The Telluride Film Festival kicks off Friday and runs through Labor Day. But don’t let the festival’s location in a small Colorado town fool you: Telluride is a big deal when it comes to screening the most talked-about new films.
This year’s lineup includes Scott Cooper’s film about Whitey Bulger, “Black Mass,” -- which stars Johnny Depp -- and director Danny Boyle’s new biopic of Steve Jobs.
We sent half of The Frame team to Colorado — including host John Horn, who spoke with Oscar Garza about the Telluride lineup.
This morning was the official announcement for the lineup of the Telluride Film Festival. First of all, what’s the significance of this festival?
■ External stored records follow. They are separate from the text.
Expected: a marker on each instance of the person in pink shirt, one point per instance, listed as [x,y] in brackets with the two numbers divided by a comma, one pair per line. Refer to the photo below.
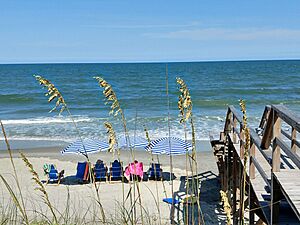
[135,168]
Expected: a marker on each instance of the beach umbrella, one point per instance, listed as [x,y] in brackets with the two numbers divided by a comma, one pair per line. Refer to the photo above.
[135,142]
[169,146]
[85,147]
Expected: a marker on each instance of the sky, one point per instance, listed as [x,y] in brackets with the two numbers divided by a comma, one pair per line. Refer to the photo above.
[59,31]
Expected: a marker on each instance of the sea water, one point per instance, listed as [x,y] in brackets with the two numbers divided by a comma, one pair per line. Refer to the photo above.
[141,91]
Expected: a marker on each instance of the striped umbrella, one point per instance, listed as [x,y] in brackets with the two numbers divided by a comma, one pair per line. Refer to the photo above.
[87,146]
[135,142]
[169,146]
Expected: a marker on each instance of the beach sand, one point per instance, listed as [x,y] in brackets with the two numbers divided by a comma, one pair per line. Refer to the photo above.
[81,197]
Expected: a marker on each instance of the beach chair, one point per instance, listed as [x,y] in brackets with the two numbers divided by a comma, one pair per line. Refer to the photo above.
[100,171]
[83,172]
[155,171]
[116,171]
[53,175]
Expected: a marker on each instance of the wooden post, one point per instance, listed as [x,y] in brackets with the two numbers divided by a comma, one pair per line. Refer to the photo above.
[276,148]
[251,205]
[234,132]
[234,188]
[275,198]
[294,139]
[252,166]
[242,143]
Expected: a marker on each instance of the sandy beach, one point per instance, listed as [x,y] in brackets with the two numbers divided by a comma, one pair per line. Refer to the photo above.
[79,199]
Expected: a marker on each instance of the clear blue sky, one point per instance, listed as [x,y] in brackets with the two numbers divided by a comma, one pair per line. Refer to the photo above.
[130,31]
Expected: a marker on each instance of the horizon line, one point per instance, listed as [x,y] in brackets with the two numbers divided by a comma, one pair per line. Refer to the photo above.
[152,61]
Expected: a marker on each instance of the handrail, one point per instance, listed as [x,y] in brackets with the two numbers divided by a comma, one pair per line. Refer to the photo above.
[294,157]
[261,171]
[290,137]
[257,141]
[287,116]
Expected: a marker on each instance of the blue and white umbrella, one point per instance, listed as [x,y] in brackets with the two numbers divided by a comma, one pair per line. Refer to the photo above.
[134,141]
[87,146]
[169,146]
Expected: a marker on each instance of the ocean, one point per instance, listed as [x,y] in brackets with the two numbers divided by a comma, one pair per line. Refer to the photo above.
[141,90]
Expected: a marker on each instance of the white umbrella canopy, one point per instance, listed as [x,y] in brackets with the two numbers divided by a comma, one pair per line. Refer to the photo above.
[169,146]
[85,147]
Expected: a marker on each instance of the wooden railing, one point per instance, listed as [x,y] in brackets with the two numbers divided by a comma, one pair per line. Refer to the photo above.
[273,135]
[270,140]
[234,125]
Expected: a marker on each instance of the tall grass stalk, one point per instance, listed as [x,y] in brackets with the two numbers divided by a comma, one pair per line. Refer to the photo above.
[246,131]
[115,109]
[40,187]
[185,107]
[20,204]
[156,187]
[55,94]
[169,133]
[113,144]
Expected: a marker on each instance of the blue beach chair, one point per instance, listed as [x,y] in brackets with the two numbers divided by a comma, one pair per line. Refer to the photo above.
[155,171]
[82,172]
[100,171]
[116,171]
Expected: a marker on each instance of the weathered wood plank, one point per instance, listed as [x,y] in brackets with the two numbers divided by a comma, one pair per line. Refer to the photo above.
[291,194]
[292,138]
[288,116]
[276,149]
[294,157]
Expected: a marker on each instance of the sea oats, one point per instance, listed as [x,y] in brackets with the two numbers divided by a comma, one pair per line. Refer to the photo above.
[184,101]
[110,96]
[53,93]
[112,140]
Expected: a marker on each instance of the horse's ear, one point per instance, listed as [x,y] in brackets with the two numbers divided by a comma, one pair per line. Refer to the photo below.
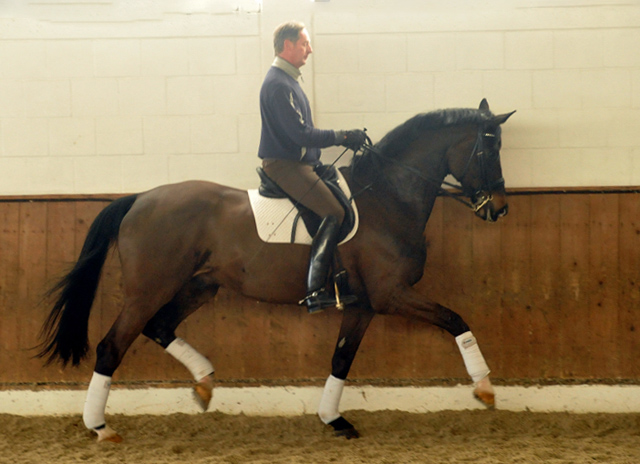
[502,118]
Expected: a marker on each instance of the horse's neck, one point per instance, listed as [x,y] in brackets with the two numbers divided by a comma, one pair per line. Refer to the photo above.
[406,195]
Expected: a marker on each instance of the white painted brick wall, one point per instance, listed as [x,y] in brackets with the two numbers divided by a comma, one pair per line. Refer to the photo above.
[120,96]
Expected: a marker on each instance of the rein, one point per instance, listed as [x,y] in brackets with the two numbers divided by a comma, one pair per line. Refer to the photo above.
[482,197]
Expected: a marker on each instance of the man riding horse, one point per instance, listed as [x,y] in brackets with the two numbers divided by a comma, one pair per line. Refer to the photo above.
[290,149]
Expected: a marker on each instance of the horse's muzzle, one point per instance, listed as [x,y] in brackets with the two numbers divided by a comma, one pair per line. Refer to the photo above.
[493,210]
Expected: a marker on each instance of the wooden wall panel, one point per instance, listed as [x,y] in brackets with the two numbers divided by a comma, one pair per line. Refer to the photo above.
[551,292]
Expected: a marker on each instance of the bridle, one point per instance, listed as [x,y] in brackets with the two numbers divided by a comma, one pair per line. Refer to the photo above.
[477,199]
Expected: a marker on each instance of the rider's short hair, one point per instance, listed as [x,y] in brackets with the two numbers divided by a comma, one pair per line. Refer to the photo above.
[286,31]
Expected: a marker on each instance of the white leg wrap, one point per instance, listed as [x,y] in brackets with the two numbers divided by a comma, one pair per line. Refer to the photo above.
[472,357]
[198,365]
[96,401]
[328,409]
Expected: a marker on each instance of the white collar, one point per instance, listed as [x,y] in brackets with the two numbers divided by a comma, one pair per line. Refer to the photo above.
[287,67]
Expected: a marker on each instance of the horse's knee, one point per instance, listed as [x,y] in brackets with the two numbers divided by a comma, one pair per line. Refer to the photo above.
[163,336]
[452,322]
[108,357]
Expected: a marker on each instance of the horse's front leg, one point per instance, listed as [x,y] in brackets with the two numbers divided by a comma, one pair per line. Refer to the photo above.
[413,305]
[354,325]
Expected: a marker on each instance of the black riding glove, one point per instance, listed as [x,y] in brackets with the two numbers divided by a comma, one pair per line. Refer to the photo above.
[353,139]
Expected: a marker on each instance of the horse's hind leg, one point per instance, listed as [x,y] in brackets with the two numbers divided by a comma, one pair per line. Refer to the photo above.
[109,353]
[161,329]
[413,305]
[355,322]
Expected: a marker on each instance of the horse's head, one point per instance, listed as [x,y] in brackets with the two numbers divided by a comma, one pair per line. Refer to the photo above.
[475,163]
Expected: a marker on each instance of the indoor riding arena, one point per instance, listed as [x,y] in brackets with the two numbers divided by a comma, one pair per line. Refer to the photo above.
[103,99]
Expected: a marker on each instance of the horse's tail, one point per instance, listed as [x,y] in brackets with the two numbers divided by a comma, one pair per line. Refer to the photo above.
[65,331]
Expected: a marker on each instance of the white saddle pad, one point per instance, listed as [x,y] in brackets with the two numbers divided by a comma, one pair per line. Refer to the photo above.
[275,216]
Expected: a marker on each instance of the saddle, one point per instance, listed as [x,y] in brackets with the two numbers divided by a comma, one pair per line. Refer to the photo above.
[329,174]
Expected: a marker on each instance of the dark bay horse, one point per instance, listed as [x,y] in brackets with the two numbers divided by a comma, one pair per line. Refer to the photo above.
[179,243]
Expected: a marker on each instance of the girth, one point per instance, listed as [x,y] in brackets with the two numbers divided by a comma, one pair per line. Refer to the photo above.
[269,189]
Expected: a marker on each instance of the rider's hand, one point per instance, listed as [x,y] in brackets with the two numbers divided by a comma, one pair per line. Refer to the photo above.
[353,139]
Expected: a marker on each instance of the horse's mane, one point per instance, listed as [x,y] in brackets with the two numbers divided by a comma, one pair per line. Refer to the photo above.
[398,139]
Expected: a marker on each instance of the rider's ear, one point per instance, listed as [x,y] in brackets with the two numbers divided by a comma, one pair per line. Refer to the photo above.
[501,118]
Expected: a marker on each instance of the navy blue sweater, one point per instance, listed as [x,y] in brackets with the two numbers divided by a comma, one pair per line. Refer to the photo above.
[287,126]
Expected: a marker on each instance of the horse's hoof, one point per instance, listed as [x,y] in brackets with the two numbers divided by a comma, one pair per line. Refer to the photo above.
[343,428]
[484,393]
[108,434]
[348,433]
[203,392]
[486,398]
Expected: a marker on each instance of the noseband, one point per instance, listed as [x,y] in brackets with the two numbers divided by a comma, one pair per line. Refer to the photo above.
[482,196]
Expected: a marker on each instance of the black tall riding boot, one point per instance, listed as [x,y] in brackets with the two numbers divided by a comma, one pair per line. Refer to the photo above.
[322,249]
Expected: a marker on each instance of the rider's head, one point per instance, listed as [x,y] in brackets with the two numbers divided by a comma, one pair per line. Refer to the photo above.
[291,42]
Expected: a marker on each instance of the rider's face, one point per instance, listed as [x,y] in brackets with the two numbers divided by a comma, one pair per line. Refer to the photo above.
[297,52]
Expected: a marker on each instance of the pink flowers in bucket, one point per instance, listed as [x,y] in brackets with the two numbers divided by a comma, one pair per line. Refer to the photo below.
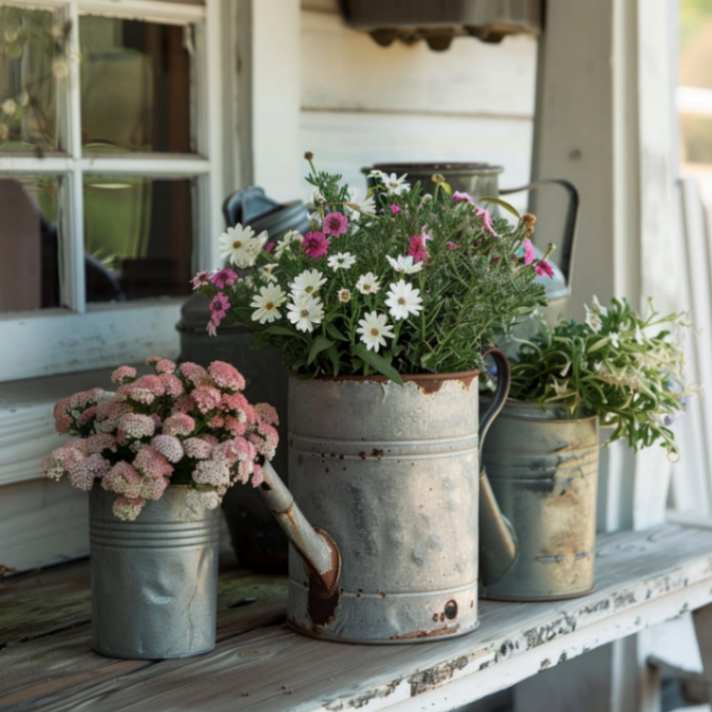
[182,425]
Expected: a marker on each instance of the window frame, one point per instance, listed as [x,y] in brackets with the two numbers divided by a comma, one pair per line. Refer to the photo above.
[87,336]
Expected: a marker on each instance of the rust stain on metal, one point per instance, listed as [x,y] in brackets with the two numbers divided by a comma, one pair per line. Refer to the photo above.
[435,633]
[434,677]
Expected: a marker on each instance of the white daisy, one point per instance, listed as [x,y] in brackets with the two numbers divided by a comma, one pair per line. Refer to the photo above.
[291,237]
[368,283]
[308,282]
[374,330]
[267,272]
[341,260]
[404,264]
[305,312]
[395,185]
[267,303]
[403,300]
[241,246]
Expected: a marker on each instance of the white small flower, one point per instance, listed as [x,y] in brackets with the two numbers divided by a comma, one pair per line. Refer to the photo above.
[241,246]
[593,319]
[267,303]
[368,283]
[305,312]
[309,282]
[404,264]
[395,185]
[291,237]
[374,330]
[341,260]
[267,272]
[403,300]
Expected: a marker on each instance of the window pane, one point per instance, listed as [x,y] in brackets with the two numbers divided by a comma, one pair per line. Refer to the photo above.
[32,65]
[30,240]
[138,237]
[135,86]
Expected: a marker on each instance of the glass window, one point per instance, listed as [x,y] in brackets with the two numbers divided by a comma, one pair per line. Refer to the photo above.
[30,242]
[138,235]
[135,86]
[32,62]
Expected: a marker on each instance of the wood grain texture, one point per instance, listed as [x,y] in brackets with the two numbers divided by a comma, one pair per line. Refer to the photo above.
[643,578]
[345,70]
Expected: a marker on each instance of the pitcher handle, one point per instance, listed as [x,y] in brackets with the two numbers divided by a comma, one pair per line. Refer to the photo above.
[498,546]
[504,382]
[567,245]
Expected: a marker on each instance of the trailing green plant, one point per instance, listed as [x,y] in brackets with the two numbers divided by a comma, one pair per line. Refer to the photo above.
[401,283]
[625,368]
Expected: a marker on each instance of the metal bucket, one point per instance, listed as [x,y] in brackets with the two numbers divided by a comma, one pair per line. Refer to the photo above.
[543,469]
[391,473]
[154,580]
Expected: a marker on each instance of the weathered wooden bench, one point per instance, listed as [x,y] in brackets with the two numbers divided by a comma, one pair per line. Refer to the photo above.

It really kicks off the fall film season. There are a couple film festivals bundled around it: Venice [Film Festival] is starting right around the same time and it’s followed by the Toronto International Film Festival. So Telluride, among the American festivals outside of Sundance, is probably the most important in the nation, and it really is a showcase for movies that are going to come out late in the year and typically are going to do very well around Oscar time.
What are some of the highlights of this year’s schedule?
I’ll start by talking about a film called “Carol,” which played at the Cannes Film Festival. This is a film directed by Todd Haynes, it stars Rooney Mara and Cate Blanchett. It based on a Patricia Highsmith novel about two women who fall in love in the 1950s when it was very much a forbidden topic. So that’s high on the list.
There’s a documentary called “Amazing Grace” that was shot in 1972 and has never been released. Sydney Pollack, the great filmmaker, directed it. They had some sound issues and apparently they fixed some of them so they’re going to show that for the very first time.
This is the famous gospel concert that was recorded here in Los Angeles, a performance by Aretha Franklin. Why has that not seen the light of day?
I think some of it was just technical. According to the press kit for the film, the filmmakers didn’t use a clapper or a slate, so none of the sound was synchronized to the film. The tape recorder they were using was running at a slower speed than the film camera, so it was an analog film that had a lot of digitally solvable problems. So now that technology has come along, they’ve been able to clear the rights and fix the sound. And apparently it turned out great because the Telluride programmers think it’s good enough to show.
Let’s go back to talk about “Carol." You said it did play at the Cannes Film Festival, which means a lot of critics have already seen it and it’s got a lot of buzz for these two actresses right?
Yes, Rooney Mara won the best actress prize at the Cannes Film Festival. It’s a movie that’s going to do very well with critics. It’s going to play some other festivals and it’s the kind of movie that should ride its critical wave all the way through the Oscars. I think a lot of people think it’s a favorite, not just for best picture, but for some acting nominations for Rooney Mara and Cate Blanchett.
Tell me about “Beasts Of No Nation,” which is also at Telluride.
“Beasts Of No Nation” is a very interesting movie because it’s the first feature film made by Netflix, which is generally in the streaming service or running other people’s movies. Cary Fukunaga is the filmmaker. He is probably best known for directing the first season of “True Detective.” It’s a movie that is a fictionalized version of an African war in which a warlord enlists young boys to fight in a civil war. It’s obviously historically very reminiscent of some battles that are going on right now in Africa. It’s a very dark, depressing, violent film. It’s an important movie. Again, I think it’s going to get a lot of critical attention. But for Netflix, for their first feature film to play at the Telluride Film Festival, that’s quite a coup.
You talked a little bit about the Aretha Franklin documentary, “Amazing Grace,” but there are other documentaries on the schedule at Telluride.
Yeah and I think one of the highest profile documentaries is a film called “He Named Me Malala.” If people have paid attention to civil rights in Pakistan, Malala was an 11-year-old girl that the Taliban targeted for encouraging girls to go to school. She was shot and almost killed, but survived. She’s gone on to be not only a human rights advocate, but somebody who was encouraging girls to get an education. It’s having its world premiere at the film festival. It is being distributed by Fox Searchlight. It’s a very important movie and Fox Searchlight has been here before. They brought “12 Years A Slave” here, they brought “Slumdog Millionaire” here. So Telluride has been very important for the studio and I think it’s going to be a great launching pad for this new documentary.